The model may write the sentence. But the platform decides whether the sentence deserves to exist.
Frequently Asked Questions
What is a data mesh?
A data mesh is a decentralised data architecture where domain teams own and serve their data as products. Instead of a central data team, each domain is responsible for data quality, contracts, and discoverability.
What is a data product in architecture terms?
A data product is a self-contained, discoverable, trustworthy dataset exposed by a domain team.

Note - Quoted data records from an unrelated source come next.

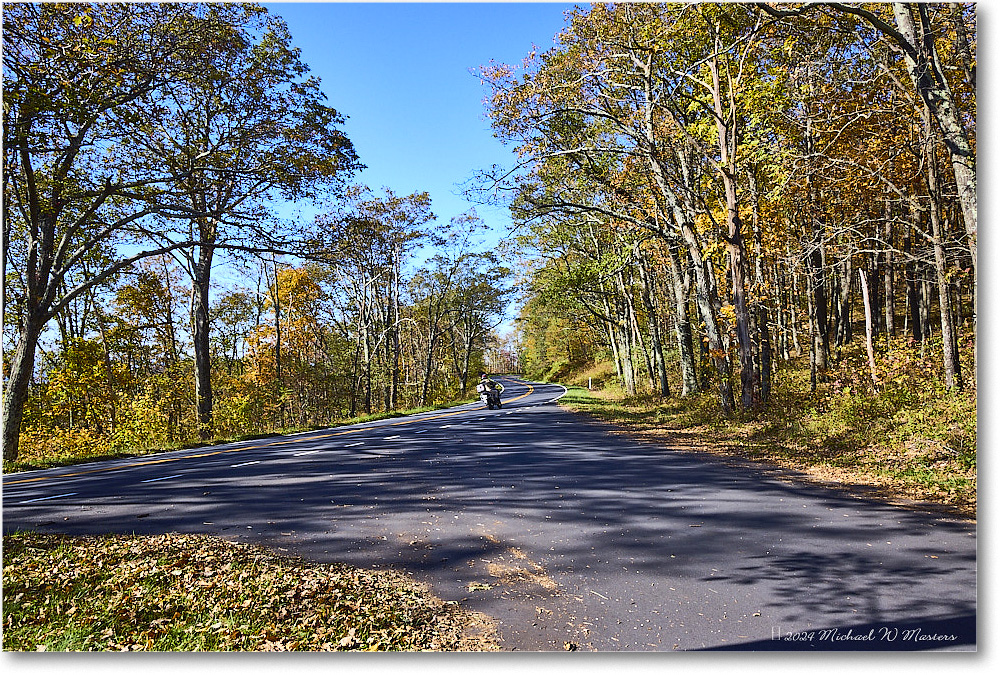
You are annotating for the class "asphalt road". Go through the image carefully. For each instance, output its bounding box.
[3,380,977,651]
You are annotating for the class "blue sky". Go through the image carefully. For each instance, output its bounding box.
[266,2,573,240]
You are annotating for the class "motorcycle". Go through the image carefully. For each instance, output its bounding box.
[476,384,503,410]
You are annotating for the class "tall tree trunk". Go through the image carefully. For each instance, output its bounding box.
[667,241,701,396]
[191,246,214,441]
[680,218,736,415]
[639,250,670,398]
[3,311,46,462]
[858,267,879,388]
[924,119,962,389]
[892,2,979,270]
[882,218,896,338]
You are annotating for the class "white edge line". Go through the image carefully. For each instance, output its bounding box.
[18,492,76,504]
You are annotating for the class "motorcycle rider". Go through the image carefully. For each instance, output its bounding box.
[476,373,503,407]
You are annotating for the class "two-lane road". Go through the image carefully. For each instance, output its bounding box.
[3,380,976,651]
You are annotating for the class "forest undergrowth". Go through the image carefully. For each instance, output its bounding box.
[560,340,977,519]
[3,532,498,651]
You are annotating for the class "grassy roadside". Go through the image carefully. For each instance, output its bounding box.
[559,362,977,520]
[3,533,498,651]
[3,398,476,473]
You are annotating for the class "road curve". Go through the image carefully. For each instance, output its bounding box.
[3,378,977,651]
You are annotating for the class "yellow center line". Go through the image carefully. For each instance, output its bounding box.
[4,378,535,486]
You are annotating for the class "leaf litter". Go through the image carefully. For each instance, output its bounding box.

It has defined ownership, SLAs, documentation, and versioning — treated like a software product rather than an ETL output.
How does data mesh relate to enterprise architecture?
Data mesh aligns data ownership with business domain boundaries — the same boundaries used in domain-driven design and ArchiMate capability maps. Enterprise architects play a key role in defining the federated governance model that prevents data mesh from becoming data chaos.